Authen::Captcha - Perl extension for creating captcha's to verify the human element in transactions.

=head1 SYNOPSIS

  use Authen::Captcha;

  # create a new object
  my $captcha = Authen::Captcha->new();

  # set the data_folder. contains flatfile db to maintain state
  $captcha->data_folder('/some/folder');

  # set directory to hold publicly accessible images
  $captcha->output_folder('/some/http/folder');

  # Alternitively, any of the methods to set variables may also be
  # used directly in the constructor

  my $captcha = Authen::Captcha->new(
    data_folder => '/some/folder',
    output_folder => '/some/http/folder',
    );

  # create a captcha. Image filename is "$token.png"
  my $token = $captcha->generate_code($number_of_characters);

  # check for a valid submitted captcha
  #   $code is the submitted letter combination guess from the user
  #   $token is the submitted token from the user (that we gave them)
  my $results = $captcha->check_code($code,$token);
  # $results will be one of:
  #          1 : Passed
  #          0 : Code not checked (file error)
  #         -1 : Failed: code expired
  #         -2 : Failed: invalid code (not in database)
  #         -3 : Failed: invalid code (code does not match token)
  ##############

=head1 WARNING

The captcha produced by this module is rather weak compared to other modules available. You are advised to update to L<GD::SecurityImage>, which provides API-compatible interface in L<GD::SecurityImage::AC> module.

=head1 ABSTRACT

Authen::Captcha provides an object oriented interface to captcha file creations.  Captcha stands for Completely Automated Public Turing test to tell Computers and Humans Apart. A Captcha is a program that can generate and grade tests that:

    - most humans can pass.
    - current computer programs can't pass

The most common form is an image file containing distorted text, which humans are adept at reading, and computers (generally) do a poor job.
This module currently implements that method. We plan to add other methods,
such as distorted sound files, and plain text riddles.

=head1 REQUIRES

    GD          (see http://search.cpan.org/~lds/GD-2.11/)
    Digest::MD5 (standard perl module)

In most common situations, you'll also want to have:

 A web server (untested on windows, but it should work)
 cgi-bin or mod-perl access
 Perl: Perl 5.00503 or later must be installed on the web server.
 GD.pm (with PNG support)

=head1 INSTALLATION

Download the zipped tar file from:

    http://search.cpan.org/search?dist=Authen-Captcha

Unzip the module as follows or use winzip:

    tar -zxvf Authen-Captcha-1.xxx.tar.gz

The module can be installed using the standard Perl procedure:

    perl Makefile.PL
    make
    make test
    make install    # you need to be root

Windows users without a working "make" can get nmake from:

    ftp://ftp.microsoft.com/Softlib/MSLFILES/nmake15.exe

=head1 METHODS

=head2 MAIN METHODS

=over

=item C<$captcha = Authen::Captcha-E<gt>new();>

This creates a new Captcha object.
Optionally, you can pass in a hash with configuration information.
See the method descriptions for more detail on what they mean.

=over 2

   data_folder => '/some/folder', # required
   output_folder => '/some/http/folder', # required
   expire => 300, # optional. default 300
   width =>  25, # optional. default 25
   height => 35, # optional. default 35
   images_folder => '/some/folder', # optional. default to lib dir
   keep_failures => 0, # optional, defaults to 0(false)
   debug => 0, # optional. default 0

=back

=item C<$token = $captcha-E<gt>generate_code( $number_of_characters );>

Creates a captcha. Image filename is "$token.png"
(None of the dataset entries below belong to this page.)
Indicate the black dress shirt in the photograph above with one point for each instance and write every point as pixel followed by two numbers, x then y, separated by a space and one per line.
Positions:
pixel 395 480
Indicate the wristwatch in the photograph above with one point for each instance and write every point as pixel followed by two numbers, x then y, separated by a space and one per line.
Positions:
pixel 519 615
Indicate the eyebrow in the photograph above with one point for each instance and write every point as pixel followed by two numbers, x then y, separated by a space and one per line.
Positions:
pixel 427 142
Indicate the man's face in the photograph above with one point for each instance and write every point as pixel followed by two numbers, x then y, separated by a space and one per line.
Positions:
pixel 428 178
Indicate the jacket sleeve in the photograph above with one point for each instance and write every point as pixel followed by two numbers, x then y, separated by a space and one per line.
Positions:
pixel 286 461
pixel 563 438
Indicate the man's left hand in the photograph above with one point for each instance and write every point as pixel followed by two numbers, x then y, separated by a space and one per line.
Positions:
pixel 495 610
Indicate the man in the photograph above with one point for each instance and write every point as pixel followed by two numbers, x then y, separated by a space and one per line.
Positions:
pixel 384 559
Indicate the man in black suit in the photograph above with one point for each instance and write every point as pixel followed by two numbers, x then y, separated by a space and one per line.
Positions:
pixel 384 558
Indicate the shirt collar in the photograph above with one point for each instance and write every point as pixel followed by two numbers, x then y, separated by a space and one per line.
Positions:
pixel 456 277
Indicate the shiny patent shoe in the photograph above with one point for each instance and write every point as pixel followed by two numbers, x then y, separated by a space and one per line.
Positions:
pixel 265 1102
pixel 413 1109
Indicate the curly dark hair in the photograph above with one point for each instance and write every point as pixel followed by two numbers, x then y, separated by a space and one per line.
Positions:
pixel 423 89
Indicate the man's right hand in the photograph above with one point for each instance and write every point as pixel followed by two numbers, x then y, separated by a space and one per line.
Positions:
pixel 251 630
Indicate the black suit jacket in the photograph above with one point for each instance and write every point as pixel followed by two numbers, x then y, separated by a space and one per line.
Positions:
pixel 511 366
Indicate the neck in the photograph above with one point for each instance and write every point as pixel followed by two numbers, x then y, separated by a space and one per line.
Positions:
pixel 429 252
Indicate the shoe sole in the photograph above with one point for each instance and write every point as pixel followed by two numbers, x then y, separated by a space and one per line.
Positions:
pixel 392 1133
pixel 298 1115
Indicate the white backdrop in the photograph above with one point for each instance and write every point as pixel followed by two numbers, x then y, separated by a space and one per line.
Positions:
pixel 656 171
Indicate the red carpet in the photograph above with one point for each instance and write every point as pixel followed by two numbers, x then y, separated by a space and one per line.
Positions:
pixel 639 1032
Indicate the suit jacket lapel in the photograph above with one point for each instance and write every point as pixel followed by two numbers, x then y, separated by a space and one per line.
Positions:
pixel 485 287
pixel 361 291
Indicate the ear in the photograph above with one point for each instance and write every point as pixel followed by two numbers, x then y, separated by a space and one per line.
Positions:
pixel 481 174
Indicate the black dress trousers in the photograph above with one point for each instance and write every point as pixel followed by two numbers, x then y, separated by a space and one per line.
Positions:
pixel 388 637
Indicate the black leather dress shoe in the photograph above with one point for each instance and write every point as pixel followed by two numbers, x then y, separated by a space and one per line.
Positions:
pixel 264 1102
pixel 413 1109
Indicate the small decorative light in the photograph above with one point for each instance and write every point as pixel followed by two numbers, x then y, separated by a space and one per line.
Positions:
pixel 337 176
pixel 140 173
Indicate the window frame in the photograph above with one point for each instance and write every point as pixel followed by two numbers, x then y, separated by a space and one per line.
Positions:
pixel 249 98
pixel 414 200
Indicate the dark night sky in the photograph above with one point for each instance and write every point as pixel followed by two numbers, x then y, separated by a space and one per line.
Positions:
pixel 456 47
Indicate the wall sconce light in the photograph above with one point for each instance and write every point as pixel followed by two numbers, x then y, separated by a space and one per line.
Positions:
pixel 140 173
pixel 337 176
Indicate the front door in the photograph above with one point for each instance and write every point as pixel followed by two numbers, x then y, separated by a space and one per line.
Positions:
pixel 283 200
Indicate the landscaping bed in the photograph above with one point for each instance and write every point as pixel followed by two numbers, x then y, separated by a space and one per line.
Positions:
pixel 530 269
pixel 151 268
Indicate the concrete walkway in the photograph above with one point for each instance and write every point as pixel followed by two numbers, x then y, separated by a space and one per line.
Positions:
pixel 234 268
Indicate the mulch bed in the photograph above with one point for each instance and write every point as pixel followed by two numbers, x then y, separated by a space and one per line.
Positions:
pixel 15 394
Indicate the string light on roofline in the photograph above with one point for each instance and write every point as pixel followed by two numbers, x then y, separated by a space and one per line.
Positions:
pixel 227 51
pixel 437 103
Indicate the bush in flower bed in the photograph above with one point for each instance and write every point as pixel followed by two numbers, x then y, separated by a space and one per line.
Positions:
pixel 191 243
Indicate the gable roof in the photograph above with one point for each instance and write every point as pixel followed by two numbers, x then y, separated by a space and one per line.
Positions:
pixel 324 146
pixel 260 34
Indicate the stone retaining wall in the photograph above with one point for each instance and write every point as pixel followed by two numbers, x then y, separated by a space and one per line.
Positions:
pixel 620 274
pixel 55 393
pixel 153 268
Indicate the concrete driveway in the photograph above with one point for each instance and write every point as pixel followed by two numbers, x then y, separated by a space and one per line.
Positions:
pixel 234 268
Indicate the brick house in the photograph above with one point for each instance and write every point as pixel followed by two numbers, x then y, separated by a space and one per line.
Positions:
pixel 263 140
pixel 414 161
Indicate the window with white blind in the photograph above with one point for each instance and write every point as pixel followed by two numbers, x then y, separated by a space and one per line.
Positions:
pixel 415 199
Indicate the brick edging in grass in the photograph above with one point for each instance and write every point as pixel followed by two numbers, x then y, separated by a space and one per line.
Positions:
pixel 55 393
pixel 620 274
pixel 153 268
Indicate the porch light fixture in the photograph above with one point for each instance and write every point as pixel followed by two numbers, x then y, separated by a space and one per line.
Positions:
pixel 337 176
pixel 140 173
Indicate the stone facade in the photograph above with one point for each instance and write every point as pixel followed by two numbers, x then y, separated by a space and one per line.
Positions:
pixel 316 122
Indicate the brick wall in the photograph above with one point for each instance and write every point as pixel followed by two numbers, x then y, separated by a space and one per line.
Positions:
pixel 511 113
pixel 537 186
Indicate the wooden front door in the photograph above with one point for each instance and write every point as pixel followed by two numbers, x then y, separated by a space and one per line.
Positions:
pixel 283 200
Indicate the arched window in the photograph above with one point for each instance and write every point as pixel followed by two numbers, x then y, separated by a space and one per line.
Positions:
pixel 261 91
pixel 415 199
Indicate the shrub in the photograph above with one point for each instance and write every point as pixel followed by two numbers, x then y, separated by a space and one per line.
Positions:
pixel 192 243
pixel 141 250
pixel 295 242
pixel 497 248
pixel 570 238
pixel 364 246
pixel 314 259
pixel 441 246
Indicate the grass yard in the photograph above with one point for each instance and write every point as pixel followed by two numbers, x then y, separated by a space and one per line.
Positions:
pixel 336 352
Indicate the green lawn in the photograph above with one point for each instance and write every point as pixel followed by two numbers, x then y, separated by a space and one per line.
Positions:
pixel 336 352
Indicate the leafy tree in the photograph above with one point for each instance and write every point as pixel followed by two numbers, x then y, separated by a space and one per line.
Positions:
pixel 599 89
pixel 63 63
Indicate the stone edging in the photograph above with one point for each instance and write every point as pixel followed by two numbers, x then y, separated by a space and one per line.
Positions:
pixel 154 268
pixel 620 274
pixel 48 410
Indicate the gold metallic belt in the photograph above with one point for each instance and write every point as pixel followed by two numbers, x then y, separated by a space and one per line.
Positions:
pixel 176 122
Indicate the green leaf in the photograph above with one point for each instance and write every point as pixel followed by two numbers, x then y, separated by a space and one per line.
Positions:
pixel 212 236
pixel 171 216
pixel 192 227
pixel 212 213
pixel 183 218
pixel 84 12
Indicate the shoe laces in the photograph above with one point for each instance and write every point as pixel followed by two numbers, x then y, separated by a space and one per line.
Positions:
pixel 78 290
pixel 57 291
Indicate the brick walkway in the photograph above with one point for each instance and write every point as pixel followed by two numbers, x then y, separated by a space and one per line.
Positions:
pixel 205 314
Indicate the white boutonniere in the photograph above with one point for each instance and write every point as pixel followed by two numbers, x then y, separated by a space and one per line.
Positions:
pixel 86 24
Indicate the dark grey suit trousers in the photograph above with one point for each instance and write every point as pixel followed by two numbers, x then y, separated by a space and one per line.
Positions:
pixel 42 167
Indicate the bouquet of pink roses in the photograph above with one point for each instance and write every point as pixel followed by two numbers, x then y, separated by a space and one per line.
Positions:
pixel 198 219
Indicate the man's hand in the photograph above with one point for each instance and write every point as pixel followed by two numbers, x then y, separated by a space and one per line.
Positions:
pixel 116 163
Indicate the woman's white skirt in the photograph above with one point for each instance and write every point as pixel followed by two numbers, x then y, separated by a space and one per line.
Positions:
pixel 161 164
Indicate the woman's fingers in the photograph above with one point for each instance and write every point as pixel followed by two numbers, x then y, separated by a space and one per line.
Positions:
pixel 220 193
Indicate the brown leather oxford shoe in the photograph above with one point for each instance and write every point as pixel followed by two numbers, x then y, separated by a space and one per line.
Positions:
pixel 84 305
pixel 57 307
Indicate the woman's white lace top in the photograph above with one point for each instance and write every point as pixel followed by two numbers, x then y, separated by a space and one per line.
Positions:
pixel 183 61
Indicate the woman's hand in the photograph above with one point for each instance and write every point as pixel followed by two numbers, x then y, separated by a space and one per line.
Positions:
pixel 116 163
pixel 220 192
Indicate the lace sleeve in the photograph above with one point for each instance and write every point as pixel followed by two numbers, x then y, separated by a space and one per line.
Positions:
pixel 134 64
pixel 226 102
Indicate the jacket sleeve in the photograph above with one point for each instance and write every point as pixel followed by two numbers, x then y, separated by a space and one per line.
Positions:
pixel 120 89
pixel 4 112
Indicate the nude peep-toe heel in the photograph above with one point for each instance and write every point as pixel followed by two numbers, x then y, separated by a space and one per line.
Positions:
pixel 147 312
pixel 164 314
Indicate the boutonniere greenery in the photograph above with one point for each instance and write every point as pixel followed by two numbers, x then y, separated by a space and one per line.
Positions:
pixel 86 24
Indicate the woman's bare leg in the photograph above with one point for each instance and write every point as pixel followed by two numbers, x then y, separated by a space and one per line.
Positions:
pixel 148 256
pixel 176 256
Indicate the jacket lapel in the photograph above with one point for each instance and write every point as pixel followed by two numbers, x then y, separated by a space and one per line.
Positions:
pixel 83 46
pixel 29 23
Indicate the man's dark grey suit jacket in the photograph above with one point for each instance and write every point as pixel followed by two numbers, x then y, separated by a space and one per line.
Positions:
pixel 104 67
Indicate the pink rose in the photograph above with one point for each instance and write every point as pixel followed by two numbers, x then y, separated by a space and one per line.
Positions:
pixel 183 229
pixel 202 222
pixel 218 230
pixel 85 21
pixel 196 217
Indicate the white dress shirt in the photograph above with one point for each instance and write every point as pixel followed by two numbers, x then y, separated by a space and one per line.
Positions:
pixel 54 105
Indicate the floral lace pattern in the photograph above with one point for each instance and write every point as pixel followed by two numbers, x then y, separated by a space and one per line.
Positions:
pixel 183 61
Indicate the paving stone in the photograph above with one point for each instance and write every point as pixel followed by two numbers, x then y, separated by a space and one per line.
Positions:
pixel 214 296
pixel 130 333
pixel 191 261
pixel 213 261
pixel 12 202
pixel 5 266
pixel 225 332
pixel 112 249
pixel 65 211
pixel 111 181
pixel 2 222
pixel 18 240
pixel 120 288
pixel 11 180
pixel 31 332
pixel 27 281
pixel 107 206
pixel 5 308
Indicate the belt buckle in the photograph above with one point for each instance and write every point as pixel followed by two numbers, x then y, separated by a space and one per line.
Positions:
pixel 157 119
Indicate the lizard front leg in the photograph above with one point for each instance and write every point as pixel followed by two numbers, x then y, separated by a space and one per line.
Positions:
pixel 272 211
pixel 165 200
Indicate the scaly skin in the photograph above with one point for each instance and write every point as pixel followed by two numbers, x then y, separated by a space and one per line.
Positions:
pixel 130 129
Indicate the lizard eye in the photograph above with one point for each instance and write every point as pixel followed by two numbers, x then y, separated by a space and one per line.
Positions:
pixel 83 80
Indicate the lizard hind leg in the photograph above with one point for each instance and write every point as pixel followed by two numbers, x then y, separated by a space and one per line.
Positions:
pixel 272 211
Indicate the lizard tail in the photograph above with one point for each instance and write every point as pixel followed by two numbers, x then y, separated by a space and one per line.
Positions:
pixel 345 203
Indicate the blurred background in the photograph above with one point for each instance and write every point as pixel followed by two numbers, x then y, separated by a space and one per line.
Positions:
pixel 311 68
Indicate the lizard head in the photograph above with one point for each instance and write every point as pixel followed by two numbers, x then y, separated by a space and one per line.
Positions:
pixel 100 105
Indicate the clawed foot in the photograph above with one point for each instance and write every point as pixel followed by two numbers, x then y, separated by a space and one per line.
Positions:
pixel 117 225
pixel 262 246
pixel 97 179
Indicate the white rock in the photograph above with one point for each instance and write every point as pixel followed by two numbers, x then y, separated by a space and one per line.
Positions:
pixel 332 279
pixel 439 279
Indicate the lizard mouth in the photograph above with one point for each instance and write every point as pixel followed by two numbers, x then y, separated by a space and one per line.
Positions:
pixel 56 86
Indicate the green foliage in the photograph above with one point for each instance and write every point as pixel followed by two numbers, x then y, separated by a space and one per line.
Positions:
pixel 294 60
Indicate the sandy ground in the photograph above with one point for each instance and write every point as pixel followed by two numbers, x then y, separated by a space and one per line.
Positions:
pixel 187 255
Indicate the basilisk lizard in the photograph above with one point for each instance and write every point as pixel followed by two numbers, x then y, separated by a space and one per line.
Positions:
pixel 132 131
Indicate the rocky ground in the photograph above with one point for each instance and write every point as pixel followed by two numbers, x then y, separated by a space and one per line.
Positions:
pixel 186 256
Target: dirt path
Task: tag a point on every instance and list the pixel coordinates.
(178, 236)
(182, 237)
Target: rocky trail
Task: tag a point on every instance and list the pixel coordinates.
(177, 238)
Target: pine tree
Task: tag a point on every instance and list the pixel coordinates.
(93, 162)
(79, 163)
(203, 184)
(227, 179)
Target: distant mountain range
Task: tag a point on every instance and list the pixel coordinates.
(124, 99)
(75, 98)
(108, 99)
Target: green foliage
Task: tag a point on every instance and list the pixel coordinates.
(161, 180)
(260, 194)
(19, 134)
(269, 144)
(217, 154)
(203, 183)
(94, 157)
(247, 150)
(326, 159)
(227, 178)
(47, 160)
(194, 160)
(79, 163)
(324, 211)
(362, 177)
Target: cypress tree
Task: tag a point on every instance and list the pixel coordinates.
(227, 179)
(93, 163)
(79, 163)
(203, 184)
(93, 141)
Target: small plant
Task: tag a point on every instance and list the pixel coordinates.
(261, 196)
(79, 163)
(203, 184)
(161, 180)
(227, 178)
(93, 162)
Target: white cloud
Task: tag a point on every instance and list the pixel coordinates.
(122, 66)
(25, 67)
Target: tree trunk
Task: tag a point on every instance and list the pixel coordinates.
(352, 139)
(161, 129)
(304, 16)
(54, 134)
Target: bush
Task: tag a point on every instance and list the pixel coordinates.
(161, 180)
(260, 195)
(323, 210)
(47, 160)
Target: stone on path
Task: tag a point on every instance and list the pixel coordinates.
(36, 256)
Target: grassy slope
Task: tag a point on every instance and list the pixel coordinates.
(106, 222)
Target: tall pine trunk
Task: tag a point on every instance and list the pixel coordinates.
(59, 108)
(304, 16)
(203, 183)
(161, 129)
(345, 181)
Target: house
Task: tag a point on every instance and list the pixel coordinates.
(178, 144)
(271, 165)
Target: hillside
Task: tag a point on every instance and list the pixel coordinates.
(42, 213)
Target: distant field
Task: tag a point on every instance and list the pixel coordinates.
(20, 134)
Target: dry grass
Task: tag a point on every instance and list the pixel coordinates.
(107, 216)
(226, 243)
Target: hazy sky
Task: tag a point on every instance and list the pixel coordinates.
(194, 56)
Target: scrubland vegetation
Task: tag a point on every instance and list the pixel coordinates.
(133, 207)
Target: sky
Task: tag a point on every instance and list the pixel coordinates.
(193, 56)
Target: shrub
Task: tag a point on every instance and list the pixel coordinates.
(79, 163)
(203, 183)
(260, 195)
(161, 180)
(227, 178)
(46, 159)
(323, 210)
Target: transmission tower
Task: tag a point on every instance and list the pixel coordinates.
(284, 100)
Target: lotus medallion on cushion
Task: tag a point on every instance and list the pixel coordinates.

It can also be called in array context to retrieve the string of characters used to generate the captcha (the string the user is expected to respond with). This is useful for debugging.
ex.

C<($token,$chars) = $captcha-E<gt>generate_code( $number_of_characters );>

=item C<$results = $captcha-E<gt>check_code($code,$token);>

check for a valid submitted captcha

$code is the submitted letter combination guess from the user

$token is the submitted token from the user (that we gave them)

If the $code and $token are correct, the image file and database entry will be removed.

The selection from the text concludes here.